Telecom service provider Bharti Airtel has increased its stake in Wireless Business Services (WBSPL), a company founded by US chipmaker Qualcomm, to 93.45 percent at an estimated cost of about Rs 875 crore.
FINAL UPDATE: Airtel on Friday said it increased its stake in Wireless Business Services Private Limited to 100 percent. This means, Qualcomm has exited from this venture and Wireless Business Services Private Limited will be a wholly-owned subsidiary of Bharti Airtel.
PTI on Thursday reported that Bharti Airtel holds 93.45 percent and Qualcomm Asia Pacific holds 6.55 percent equity in WBSPL that holds BWA spectrum in four areas — New Delhi, Mumbai, Haryana and Kerala.
Airtel, which will be competing with Reliance Jio Infocomm, a subsidiary of Reliance Industries (RIL) has the similar spectrum in Punjab, Maharashtra, Kolkata and Karnataka.

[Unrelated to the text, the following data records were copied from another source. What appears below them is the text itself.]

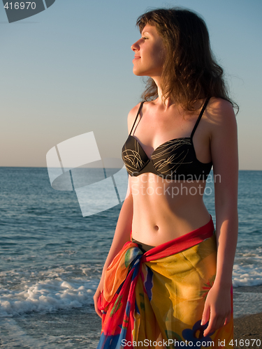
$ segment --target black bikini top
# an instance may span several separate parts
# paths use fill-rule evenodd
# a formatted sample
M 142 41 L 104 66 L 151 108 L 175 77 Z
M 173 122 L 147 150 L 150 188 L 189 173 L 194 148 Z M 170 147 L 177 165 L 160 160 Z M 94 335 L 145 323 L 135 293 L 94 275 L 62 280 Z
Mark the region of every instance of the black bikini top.
M 122 156 L 128 173 L 135 177 L 152 172 L 164 179 L 205 180 L 211 170 L 212 163 L 201 163 L 196 158 L 192 140 L 209 99 L 205 101 L 190 137 L 175 138 L 165 142 L 154 150 L 151 159 L 139 142 L 131 135 L 141 111 L 144 103 L 142 102 L 131 131 L 122 148 Z

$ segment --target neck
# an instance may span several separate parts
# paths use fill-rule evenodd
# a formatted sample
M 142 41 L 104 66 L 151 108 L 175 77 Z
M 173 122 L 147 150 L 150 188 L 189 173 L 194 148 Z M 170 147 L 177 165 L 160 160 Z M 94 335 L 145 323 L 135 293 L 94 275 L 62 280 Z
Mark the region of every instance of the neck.
M 170 105 L 174 104 L 174 103 L 171 101 L 171 99 L 170 98 L 168 98 L 166 99 L 166 101 L 164 101 L 163 93 L 162 93 L 162 89 L 161 88 L 161 84 L 160 84 L 161 78 L 160 78 L 160 77 L 154 77 L 153 80 L 154 80 L 154 81 L 156 83 L 156 85 L 157 87 L 157 94 L 159 96 L 157 103 L 159 105 L 163 105 L 165 109 L 166 110 Z

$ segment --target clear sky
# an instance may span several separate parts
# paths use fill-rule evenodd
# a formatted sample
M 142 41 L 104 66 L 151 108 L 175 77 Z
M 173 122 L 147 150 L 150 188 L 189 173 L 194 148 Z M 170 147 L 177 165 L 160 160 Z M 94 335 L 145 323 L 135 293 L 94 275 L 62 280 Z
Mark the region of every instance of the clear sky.
M 119 157 L 143 86 L 136 19 L 175 6 L 205 19 L 240 107 L 240 168 L 261 170 L 261 0 L 56 0 L 10 24 L 0 3 L 0 166 L 45 167 L 50 149 L 89 131 L 102 158 Z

Reliance Jio is in the process of rolling out 4G in select parts of India.
Qualcomm invested in BWA spectrum in these 4 circles to promote 4G in India and later to find a suitable partner.
In 2010, several telecom operators were expecting that the BWA spectrum would be utilized to launch WiMax – supported by chip major Intel and a rival of Qualcomm – in the Indian telecom industry and take broadband to the next level.

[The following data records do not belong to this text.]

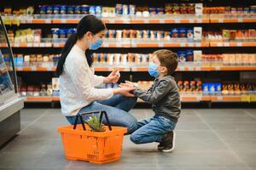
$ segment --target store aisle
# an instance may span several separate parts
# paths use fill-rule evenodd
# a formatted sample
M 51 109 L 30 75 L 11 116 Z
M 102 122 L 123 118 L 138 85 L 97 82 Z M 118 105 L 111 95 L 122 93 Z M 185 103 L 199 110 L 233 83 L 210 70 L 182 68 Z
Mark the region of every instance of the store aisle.
M 139 119 L 151 116 L 145 109 L 132 113 Z M 64 158 L 56 128 L 67 123 L 59 109 L 23 110 L 19 136 L 0 150 L 0 169 L 256 169 L 256 110 L 184 109 L 173 153 L 125 137 L 120 161 L 105 165 Z

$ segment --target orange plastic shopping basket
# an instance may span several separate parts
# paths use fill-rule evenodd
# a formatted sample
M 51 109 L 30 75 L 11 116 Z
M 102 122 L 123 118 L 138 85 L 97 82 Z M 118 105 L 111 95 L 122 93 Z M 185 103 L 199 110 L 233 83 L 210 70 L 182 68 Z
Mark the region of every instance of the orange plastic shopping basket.
M 100 113 L 100 121 L 105 116 L 108 129 L 105 132 L 92 132 L 84 125 L 82 116 Z M 81 124 L 77 125 L 78 120 Z M 59 127 L 64 153 L 68 160 L 88 161 L 92 163 L 107 163 L 119 159 L 125 128 L 111 127 L 106 111 L 93 111 L 78 114 L 73 126 Z

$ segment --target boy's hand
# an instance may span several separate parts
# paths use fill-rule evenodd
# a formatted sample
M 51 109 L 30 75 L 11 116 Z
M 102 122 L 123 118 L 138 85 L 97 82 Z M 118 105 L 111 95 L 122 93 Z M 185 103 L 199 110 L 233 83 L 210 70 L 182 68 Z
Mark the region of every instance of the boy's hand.
M 129 88 L 136 88 L 135 85 L 129 81 L 125 81 L 125 83 L 120 83 L 119 84 L 120 88 L 125 88 L 125 87 L 129 87 Z
M 114 69 L 108 76 L 104 78 L 105 83 L 117 83 L 120 78 L 120 73 L 119 69 Z

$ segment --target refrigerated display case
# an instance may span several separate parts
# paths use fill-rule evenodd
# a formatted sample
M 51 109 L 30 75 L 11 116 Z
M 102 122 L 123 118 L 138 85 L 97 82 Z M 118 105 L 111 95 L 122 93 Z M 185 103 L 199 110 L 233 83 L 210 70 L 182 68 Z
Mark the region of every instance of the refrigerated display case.
M 20 130 L 24 100 L 17 92 L 12 49 L 0 16 L 0 146 Z

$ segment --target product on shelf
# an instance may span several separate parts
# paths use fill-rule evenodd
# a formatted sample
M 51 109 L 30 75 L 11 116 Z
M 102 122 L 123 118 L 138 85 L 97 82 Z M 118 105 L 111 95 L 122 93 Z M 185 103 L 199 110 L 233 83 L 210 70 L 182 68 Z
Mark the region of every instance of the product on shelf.
M 249 7 L 204 7 L 204 14 L 255 14 L 256 6 L 251 5 Z
M 227 65 L 256 65 L 256 54 L 202 54 L 201 59 L 203 62 L 218 62 Z
M 255 83 L 227 82 L 222 85 L 223 95 L 253 94 L 256 93 Z
M 61 54 L 14 54 L 15 65 L 17 66 L 30 66 L 44 64 L 49 66 L 55 65 Z
M 255 41 L 255 29 L 248 30 L 222 30 L 219 31 L 204 31 L 207 41 Z
M 41 29 L 25 29 L 17 30 L 15 34 L 13 31 L 8 31 L 8 36 L 11 42 L 40 42 L 42 30 Z

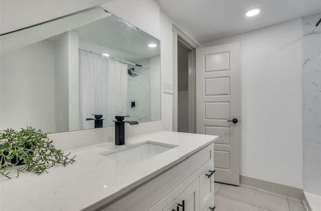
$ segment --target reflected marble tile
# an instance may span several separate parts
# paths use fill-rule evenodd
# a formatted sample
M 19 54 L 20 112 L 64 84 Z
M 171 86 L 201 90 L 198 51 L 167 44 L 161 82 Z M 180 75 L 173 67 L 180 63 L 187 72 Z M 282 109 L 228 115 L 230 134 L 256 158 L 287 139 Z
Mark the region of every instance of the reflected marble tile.
M 215 210 L 219 211 L 268 211 L 218 194 L 215 195 Z
M 271 211 L 288 211 L 287 199 L 243 186 L 221 184 L 217 194 L 234 198 Z

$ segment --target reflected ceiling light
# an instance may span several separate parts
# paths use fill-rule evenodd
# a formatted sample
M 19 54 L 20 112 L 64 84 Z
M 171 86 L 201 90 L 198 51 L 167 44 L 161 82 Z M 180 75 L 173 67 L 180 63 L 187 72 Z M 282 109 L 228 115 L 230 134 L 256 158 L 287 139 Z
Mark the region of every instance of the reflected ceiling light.
M 148 47 L 149 48 L 155 48 L 156 46 L 157 46 L 157 45 L 155 44 L 154 43 L 151 43 L 148 45 Z
M 244 15 L 247 17 L 252 17 L 258 15 L 261 12 L 261 8 L 254 8 L 245 13 Z

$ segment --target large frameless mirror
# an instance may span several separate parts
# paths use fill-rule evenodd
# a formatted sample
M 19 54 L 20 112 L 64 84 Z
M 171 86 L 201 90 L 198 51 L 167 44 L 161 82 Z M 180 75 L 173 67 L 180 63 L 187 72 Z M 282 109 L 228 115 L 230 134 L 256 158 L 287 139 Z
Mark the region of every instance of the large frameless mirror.
M 160 119 L 159 40 L 101 8 L 0 38 L 1 130 Z

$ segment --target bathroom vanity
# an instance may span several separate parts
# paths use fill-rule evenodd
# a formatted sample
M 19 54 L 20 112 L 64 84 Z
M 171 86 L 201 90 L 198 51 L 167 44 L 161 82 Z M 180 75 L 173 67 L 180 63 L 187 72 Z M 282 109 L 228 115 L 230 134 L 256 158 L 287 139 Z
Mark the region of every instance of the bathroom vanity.
M 161 119 L 159 40 L 98 7 L 0 41 L 0 130 L 28 125 L 60 133 L 62 146 L 87 146 L 71 150 L 72 165 L 0 177 L 1 210 L 214 209 L 218 136 L 160 131 L 124 140 L 125 116 L 131 124 Z M 117 145 L 101 128 L 115 116 Z
M 1 209 L 210 211 L 217 138 L 159 131 L 74 149 L 72 165 L 3 179 Z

But WiMax failed to take off across the world as 4G LTE started offering high speed broadband to customers — in trials. Indian telecom operators, which were planning to utilize WiMax, backed out and focused other technologies.
Reliance Jio Infocomm, which is the pan India 4G licensee, did not launch 4G in the last three years due to lack of a strong business case in India.
Recent media reports suggest that Airtel will be launching 4G services in New Delhi using TD-LTE technology. Chinese telecom equipment vendor Huawei will be the supplier in Delhi.
In July this year, Bharti Airtel acquired a majority stake in WBSPL by increasing its stake to 51 percent from 49 percent.
The company had acquired a 49 percent stake in WBSPL in May 2012 for $165 million. At that price, the additional stake purchase would have cost Airtel an estimated $143 million, or Rs 875 crore at today’s closing exchange rate, PTI reported.
Airtel has launched 4G services in Bangalore, Pune, Kolkata, Chandigarh, Mohali and Panchkula. But 4G uptake is slow due to lack of quality coverage, speed, availability of LTE handsets.